Microsoft rebukes employee who claims Windows 7 was inspired by OS X

Microsoft rebukes employee who claims Windows 7 was inspired by OS X

No matter how you look at it, the release of Windows 7 has gone off without a hitch compared to the headaches that accompanied the launch of Windows Vista.  Not only that, but reviews of Microsoft's new OS seem to be universally positive, with both critics and consumers liking what they see.  Windows 7 is Microsoft's most eye catching OS to date, and the similarities to OS X are undoubtedly there.

Still, one doesn't usually expect a Microsoft executive to say that OS X was the inspiration for Windows, but that's exactly what happened yesterday when partner group manager Simon Aldous said the following in an interview with PCR.

When asked about Windows 7, Aldous responded in part:

One of the things that people say an awful lot about the Apple Mac is that the OS is fantastic, that it’s very graphical and easy to use. What we’ve tried to do with Windows 7 – whether it’s traditional format or in a touch format – is create a Mac look and feel in terms of graphics. We’ve significantly improved the graphical user interface, but it’s built on that very stable core Vista technology, which is far more stable than the current Mac platform, for instance.

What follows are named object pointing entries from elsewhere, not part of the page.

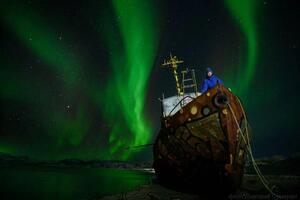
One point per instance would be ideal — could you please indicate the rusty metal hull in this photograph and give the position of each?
(200, 144)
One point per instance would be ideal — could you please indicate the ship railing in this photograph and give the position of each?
(180, 103)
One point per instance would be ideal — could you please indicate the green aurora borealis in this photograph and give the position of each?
(82, 80)
(244, 14)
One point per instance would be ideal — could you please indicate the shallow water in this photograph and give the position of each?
(72, 183)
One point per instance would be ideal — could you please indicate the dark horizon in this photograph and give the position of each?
(81, 80)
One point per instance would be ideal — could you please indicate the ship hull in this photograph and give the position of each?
(200, 145)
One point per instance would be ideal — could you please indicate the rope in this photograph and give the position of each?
(247, 143)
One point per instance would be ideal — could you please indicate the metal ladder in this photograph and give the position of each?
(189, 80)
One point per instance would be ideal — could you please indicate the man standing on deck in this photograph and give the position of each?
(210, 81)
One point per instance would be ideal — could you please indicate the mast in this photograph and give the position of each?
(172, 62)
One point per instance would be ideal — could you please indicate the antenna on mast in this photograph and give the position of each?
(173, 63)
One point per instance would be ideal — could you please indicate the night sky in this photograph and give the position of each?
(82, 79)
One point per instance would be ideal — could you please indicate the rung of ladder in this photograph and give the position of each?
(188, 79)
(189, 86)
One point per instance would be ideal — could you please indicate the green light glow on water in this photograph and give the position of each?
(244, 14)
(131, 68)
(75, 183)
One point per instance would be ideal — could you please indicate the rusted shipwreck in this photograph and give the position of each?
(200, 143)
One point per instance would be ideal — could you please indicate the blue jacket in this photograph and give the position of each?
(210, 82)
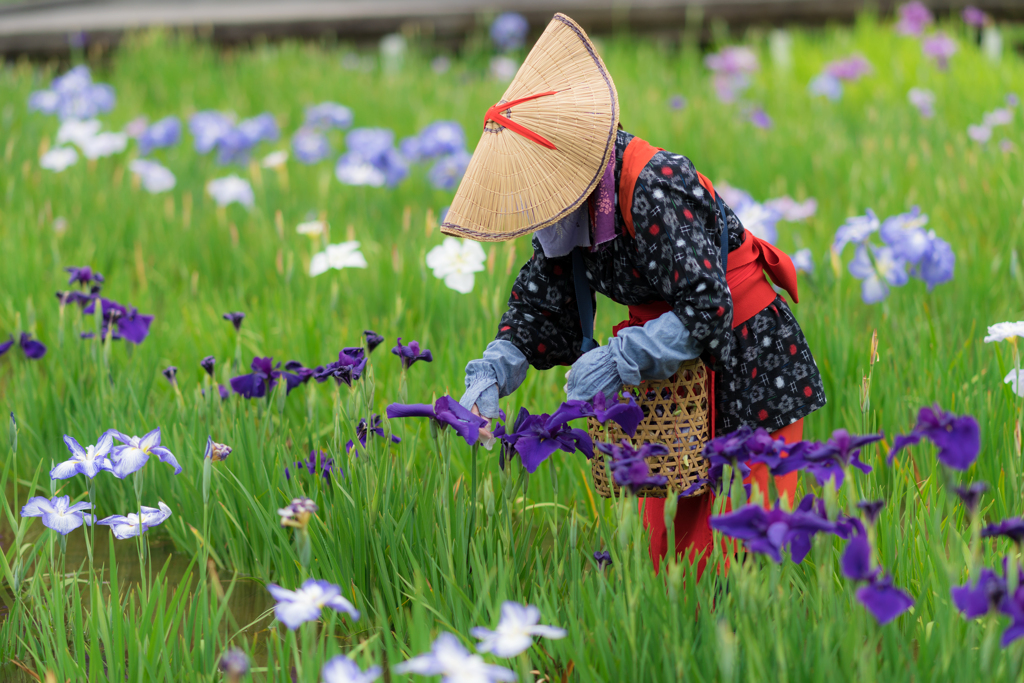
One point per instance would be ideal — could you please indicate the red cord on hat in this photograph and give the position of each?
(494, 114)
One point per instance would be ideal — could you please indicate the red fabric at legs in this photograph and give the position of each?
(693, 534)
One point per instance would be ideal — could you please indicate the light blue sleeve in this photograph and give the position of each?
(649, 352)
(498, 374)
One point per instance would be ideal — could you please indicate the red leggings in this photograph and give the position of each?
(693, 514)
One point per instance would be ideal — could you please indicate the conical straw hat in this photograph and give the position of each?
(540, 158)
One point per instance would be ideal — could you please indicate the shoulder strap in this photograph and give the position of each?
(638, 154)
(584, 304)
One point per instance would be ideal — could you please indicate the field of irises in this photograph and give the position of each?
(236, 449)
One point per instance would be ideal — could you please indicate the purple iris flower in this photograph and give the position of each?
(913, 16)
(987, 594)
(412, 353)
(373, 340)
(441, 138)
(956, 437)
(316, 463)
(134, 327)
(508, 31)
(938, 263)
(939, 47)
(363, 430)
(845, 526)
(884, 600)
(870, 509)
(164, 133)
(445, 411)
(208, 128)
(855, 230)
(329, 115)
(971, 496)
(135, 452)
(81, 298)
(83, 275)
(828, 460)
(826, 85)
(348, 368)
(974, 16)
(626, 414)
(629, 465)
(57, 513)
(262, 380)
(448, 171)
(906, 235)
(536, 437)
(851, 69)
(1012, 527)
(310, 145)
(768, 531)
(1014, 606)
(33, 349)
(236, 318)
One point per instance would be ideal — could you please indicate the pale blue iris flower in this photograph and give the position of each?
(57, 513)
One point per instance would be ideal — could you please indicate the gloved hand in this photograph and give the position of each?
(649, 352)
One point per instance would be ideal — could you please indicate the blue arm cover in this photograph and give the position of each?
(651, 352)
(498, 374)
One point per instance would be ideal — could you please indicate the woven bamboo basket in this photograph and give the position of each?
(676, 415)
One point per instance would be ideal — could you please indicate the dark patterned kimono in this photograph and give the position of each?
(765, 374)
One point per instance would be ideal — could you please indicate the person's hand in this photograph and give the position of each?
(486, 436)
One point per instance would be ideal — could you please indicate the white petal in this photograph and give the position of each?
(61, 523)
(37, 506)
(73, 445)
(66, 470)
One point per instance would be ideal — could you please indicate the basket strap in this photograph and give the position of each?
(584, 303)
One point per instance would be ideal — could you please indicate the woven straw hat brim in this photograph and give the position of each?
(515, 185)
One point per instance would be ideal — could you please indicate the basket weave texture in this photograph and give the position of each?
(676, 415)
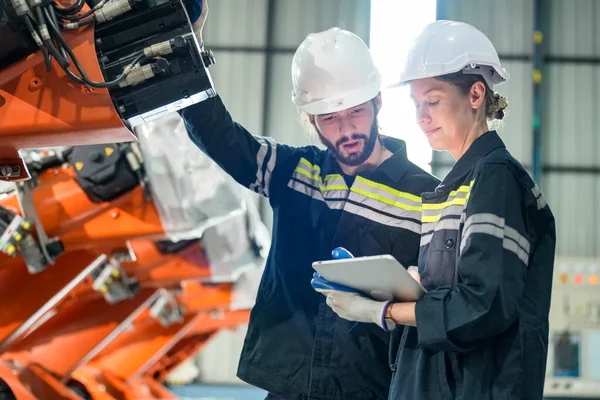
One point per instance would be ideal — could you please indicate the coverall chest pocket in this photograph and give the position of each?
(440, 266)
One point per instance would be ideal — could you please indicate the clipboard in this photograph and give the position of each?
(380, 277)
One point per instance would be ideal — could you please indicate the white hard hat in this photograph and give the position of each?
(445, 47)
(333, 70)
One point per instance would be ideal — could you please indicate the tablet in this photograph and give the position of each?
(380, 277)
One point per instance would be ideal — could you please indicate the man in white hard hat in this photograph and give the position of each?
(488, 238)
(361, 193)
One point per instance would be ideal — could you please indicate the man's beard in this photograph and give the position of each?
(353, 159)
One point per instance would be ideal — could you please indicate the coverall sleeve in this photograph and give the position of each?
(491, 269)
(253, 161)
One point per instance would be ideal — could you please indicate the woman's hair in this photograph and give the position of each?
(495, 104)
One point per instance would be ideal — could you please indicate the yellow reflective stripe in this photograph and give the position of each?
(385, 200)
(388, 189)
(333, 187)
(315, 175)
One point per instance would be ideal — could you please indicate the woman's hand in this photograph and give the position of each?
(198, 26)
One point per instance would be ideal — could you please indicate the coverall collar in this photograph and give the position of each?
(482, 146)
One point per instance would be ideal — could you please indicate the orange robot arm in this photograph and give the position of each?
(71, 75)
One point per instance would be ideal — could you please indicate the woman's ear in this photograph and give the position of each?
(477, 95)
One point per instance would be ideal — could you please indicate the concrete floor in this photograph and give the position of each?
(214, 392)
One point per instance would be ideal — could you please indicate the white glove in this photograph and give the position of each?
(354, 307)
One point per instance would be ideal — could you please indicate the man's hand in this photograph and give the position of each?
(199, 24)
(414, 272)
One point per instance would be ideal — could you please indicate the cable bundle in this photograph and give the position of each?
(44, 20)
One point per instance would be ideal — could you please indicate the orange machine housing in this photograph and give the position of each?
(48, 109)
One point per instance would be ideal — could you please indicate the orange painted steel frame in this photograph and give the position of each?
(196, 338)
(49, 109)
(65, 211)
(86, 229)
(135, 352)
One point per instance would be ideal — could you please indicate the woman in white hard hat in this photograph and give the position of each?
(361, 193)
(487, 240)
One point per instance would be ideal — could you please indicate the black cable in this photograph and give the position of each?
(72, 9)
(84, 76)
(79, 23)
(55, 20)
(51, 47)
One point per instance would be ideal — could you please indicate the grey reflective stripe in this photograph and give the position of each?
(494, 225)
(455, 210)
(260, 158)
(383, 193)
(270, 165)
(512, 246)
(446, 223)
(327, 194)
(512, 234)
(539, 198)
(315, 194)
(383, 207)
(428, 229)
(261, 186)
(383, 219)
(484, 218)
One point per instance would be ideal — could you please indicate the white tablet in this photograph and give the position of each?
(381, 277)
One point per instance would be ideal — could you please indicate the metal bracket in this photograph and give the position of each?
(112, 281)
(166, 309)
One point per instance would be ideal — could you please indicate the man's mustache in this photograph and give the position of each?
(355, 136)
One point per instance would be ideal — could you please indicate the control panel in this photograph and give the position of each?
(573, 368)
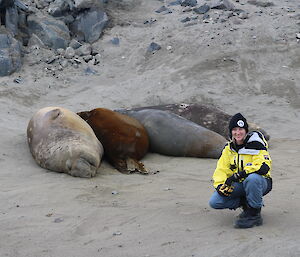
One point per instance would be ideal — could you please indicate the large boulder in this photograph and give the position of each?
(53, 33)
(88, 25)
(10, 54)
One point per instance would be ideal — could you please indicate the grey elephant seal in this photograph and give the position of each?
(170, 134)
(204, 115)
(59, 140)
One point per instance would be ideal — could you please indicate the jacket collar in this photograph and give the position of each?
(254, 141)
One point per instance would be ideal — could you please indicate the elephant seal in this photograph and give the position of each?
(61, 141)
(124, 139)
(209, 117)
(173, 135)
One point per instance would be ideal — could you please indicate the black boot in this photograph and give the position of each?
(245, 207)
(251, 218)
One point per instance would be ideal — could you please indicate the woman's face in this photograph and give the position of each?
(238, 134)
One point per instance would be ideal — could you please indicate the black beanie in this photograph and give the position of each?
(237, 120)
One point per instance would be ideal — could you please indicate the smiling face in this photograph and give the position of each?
(239, 135)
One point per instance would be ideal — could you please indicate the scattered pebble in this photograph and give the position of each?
(18, 80)
(58, 220)
(115, 41)
(153, 47)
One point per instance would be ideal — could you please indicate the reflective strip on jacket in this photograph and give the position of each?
(253, 157)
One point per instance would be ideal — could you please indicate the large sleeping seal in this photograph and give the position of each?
(173, 135)
(209, 117)
(124, 139)
(61, 141)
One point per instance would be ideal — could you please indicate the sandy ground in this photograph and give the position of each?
(251, 66)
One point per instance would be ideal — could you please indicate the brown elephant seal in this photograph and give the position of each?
(173, 135)
(61, 141)
(209, 117)
(124, 139)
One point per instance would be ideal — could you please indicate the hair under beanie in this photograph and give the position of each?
(237, 120)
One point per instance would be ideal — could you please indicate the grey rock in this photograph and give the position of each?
(69, 53)
(10, 55)
(59, 7)
(88, 26)
(222, 4)
(75, 44)
(53, 33)
(186, 19)
(162, 9)
(115, 41)
(177, 2)
(36, 41)
(87, 4)
(11, 20)
(202, 9)
(89, 71)
(243, 15)
(153, 47)
(191, 3)
(261, 3)
(85, 49)
(87, 58)
(97, 58)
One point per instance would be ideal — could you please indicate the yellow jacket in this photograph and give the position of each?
(252, 157)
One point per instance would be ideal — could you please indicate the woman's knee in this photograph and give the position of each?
(254, 178)
(216, 201)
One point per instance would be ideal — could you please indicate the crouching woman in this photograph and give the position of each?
(242, 176)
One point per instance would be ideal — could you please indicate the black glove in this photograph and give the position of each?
(224, 189)
(236, 177)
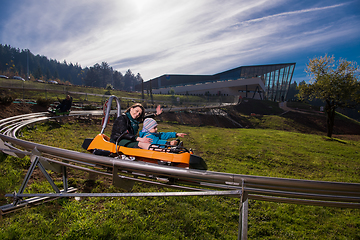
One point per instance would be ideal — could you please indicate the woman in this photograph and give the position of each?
(129, 121)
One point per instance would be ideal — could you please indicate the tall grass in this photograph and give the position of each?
(244, 151)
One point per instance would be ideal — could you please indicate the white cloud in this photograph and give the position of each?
(155, 37)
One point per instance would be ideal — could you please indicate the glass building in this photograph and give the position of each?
(275, 77)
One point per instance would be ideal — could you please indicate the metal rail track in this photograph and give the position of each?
(195, 182)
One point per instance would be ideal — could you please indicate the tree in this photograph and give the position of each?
(335, 83)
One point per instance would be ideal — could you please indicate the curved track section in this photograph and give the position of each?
(125, 173)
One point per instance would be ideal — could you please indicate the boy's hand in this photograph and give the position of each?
(158, 110)
(181, 134)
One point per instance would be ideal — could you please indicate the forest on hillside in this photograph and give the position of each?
(16, 62)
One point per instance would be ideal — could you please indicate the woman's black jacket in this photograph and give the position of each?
(122, 124)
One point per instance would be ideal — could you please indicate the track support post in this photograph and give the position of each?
(243, 216)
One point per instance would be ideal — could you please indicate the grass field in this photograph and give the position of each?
(263, 152)
(30, 90)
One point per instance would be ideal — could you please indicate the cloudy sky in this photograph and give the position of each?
(156, 37)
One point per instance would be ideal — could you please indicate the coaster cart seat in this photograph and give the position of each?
(159, 154)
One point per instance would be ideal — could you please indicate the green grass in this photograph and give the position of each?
(263, 152)
(51, 91)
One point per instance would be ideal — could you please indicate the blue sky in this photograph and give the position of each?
(156, 37)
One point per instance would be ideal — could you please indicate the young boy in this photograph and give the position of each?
(150, 130)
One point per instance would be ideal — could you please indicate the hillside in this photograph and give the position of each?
(232, 150)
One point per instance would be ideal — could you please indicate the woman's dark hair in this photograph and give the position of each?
(142, 115)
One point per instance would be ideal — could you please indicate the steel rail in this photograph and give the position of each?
(294, 187)
(284, 190)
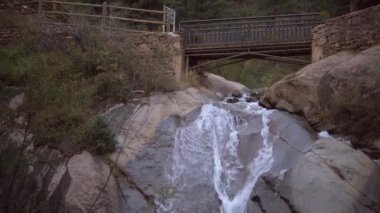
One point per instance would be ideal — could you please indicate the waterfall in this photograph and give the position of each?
(206, 154)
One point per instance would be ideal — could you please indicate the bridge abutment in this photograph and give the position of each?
(355, 31)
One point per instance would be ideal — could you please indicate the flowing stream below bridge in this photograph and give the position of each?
(217, 154)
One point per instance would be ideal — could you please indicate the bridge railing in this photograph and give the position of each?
(249, 31)
(105, 16)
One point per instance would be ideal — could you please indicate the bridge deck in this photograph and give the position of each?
(274, 35)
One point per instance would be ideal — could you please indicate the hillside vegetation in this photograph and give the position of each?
(67, 80)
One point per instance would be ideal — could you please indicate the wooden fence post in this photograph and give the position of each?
(164, 20)
(104, 16)
(39, 10)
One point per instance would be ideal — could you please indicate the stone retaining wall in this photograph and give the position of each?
(168, 45)
(355, 31)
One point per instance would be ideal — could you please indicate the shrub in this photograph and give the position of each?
(99, 138)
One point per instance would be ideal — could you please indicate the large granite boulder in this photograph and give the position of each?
(91, 188)
(332, 177)
(340, 94)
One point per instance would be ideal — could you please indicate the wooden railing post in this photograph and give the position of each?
(104, 15)
(164, 20)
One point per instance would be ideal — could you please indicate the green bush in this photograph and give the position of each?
(99, 138)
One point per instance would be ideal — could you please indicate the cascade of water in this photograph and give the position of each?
(206, 152)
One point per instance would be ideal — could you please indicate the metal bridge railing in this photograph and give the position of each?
(252, 31)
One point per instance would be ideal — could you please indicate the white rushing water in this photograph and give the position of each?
(207, 152)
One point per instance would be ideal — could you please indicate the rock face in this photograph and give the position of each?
(88, 177)
(332, 177)
(340, 94)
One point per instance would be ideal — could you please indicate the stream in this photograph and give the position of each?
(214, 155)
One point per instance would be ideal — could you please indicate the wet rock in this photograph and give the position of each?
(236, 95)
(224, 87)
(249, 100)
(86, 191)
(339, 94)
(232, 100)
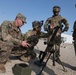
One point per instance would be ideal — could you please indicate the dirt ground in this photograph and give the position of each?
(67, 57)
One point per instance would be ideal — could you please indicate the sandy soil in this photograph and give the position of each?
(67, 57)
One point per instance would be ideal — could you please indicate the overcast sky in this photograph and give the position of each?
(37, 10)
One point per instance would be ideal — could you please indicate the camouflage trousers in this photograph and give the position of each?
(5, 51)
(75, 46)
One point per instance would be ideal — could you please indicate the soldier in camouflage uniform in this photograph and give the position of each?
(11, 37)
(52, 22)
(74, 36)
(30, 54)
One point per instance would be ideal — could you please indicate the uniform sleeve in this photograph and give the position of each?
(65, 22)
(44, 35)
(27, 34)
(6, 36)
(46, 24)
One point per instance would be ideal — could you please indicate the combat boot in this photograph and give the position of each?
(2, 68)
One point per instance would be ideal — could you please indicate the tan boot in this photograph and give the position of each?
(2, 68)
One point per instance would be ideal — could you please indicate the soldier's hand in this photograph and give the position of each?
(25, 44)
(52, 27)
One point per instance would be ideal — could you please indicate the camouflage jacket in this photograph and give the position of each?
(57, 21)
(36, 37)
(11, 33)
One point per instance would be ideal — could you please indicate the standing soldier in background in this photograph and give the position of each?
(74, 36)
(11, 37)
(51, 23)
(30, 54)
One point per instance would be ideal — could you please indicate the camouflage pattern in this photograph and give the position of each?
(56, 21)
(31, 50)
(11, 37)
(56, 9)
(74, 36)
(22, 17)
(36, 24)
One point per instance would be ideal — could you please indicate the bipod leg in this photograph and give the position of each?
(60, 62)
(53, 52)
(44, 64)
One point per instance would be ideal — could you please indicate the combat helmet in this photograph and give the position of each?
(56, 9)
(36, 24)
(22, 17)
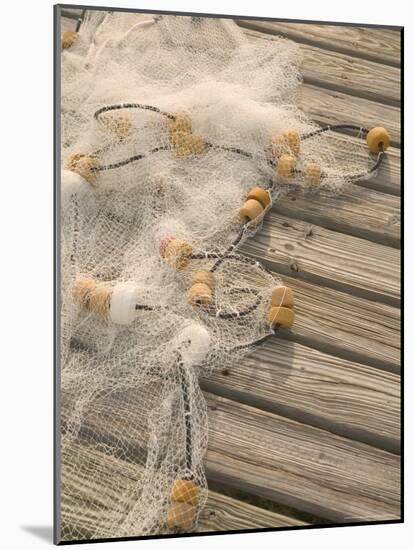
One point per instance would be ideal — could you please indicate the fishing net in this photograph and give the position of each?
(177, 135)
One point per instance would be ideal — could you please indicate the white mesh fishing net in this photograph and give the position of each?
(167, 124)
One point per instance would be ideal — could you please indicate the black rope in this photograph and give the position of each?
(243, 312)
(80, 20)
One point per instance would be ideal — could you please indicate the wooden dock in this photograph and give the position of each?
(306, 430)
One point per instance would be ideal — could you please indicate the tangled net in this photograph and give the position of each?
(177, 136)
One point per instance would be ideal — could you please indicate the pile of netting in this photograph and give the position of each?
(177, 135)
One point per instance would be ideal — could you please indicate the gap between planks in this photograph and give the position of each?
(278, 459)
(344, 397)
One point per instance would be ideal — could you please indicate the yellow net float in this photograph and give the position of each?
(285, 167)
(281, 316)
(180, 123)
(84, 165)
(282, 296)
(312, 173)
(251, 211)
(181, 515)
(378, 139)
(287, 142)
(67, 39)
(185, 490)
(118, 123)
(116, 303)
(184, 497)
(93, 298)
(201, 292)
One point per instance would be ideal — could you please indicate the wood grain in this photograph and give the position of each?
(223, 513)
(285, 461)
(89, 507)
(299, 465)
(344, 325)
(332, 107)
(337, 71)
(344, 397)
(310, 252)
(379, 45)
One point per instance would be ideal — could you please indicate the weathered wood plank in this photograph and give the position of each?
(223, 513)
(380, 45)
(330, 107)
(88, 507)
(285, 461)
(300, 465)
(357, 211)
(344, 73)
(344, 325)
(308, 251)
(344, 397)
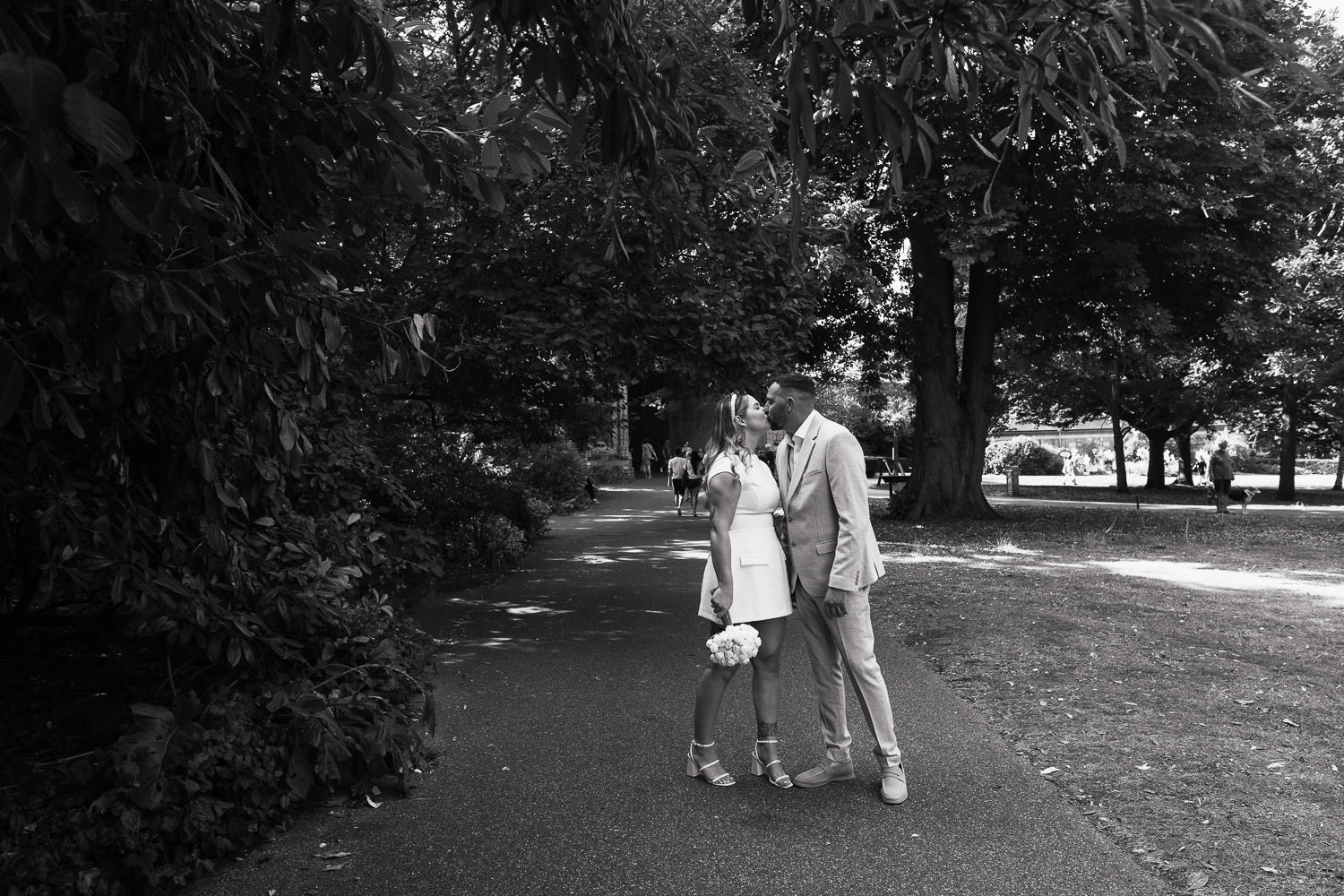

You might often hear the Mac faithful complaining about Microsoft "borrowing" design elements from OS X, but it's not too often that you hear a rival company openly admitting to using a competitors product as inspiration for their own.

Aldous' comments made the rounds yesterday across the web, and not surprisingly, it wasn't too long before he was taken to task by Microsoft for his comments.

Writing on the Windows 7 blog, Brandon LeBlanc writes that Aldous' quote was completely off base.

An inaccurate quote has been floating around the Internet today about the design origins of Windows 7 and whether its look and feel was “borrowed” from Mac OS X.  Unfortunately this came from a Microsoft employee who was not involved in any aspect of designing Windows 7. I hate to say this about one of our own, but his comments were inaccurate and uninformed.


I certainly wouldn't want to be Simon Aldous walking into work this morning.  But in all seriousness, LeBlanc may insinuate that Windows 7 borrowed nothing from OS X, but many reviews have pegged Windows 7 as the most "Mac-like" release of Windows.  And to be fair, it's not as if Apple has never "borrowed" design elements from Windows.  One thing's for sure, though - you'll never hear an Apple employee ever praising Microsoft Windows.. at least not while Steve Jobs is in charge.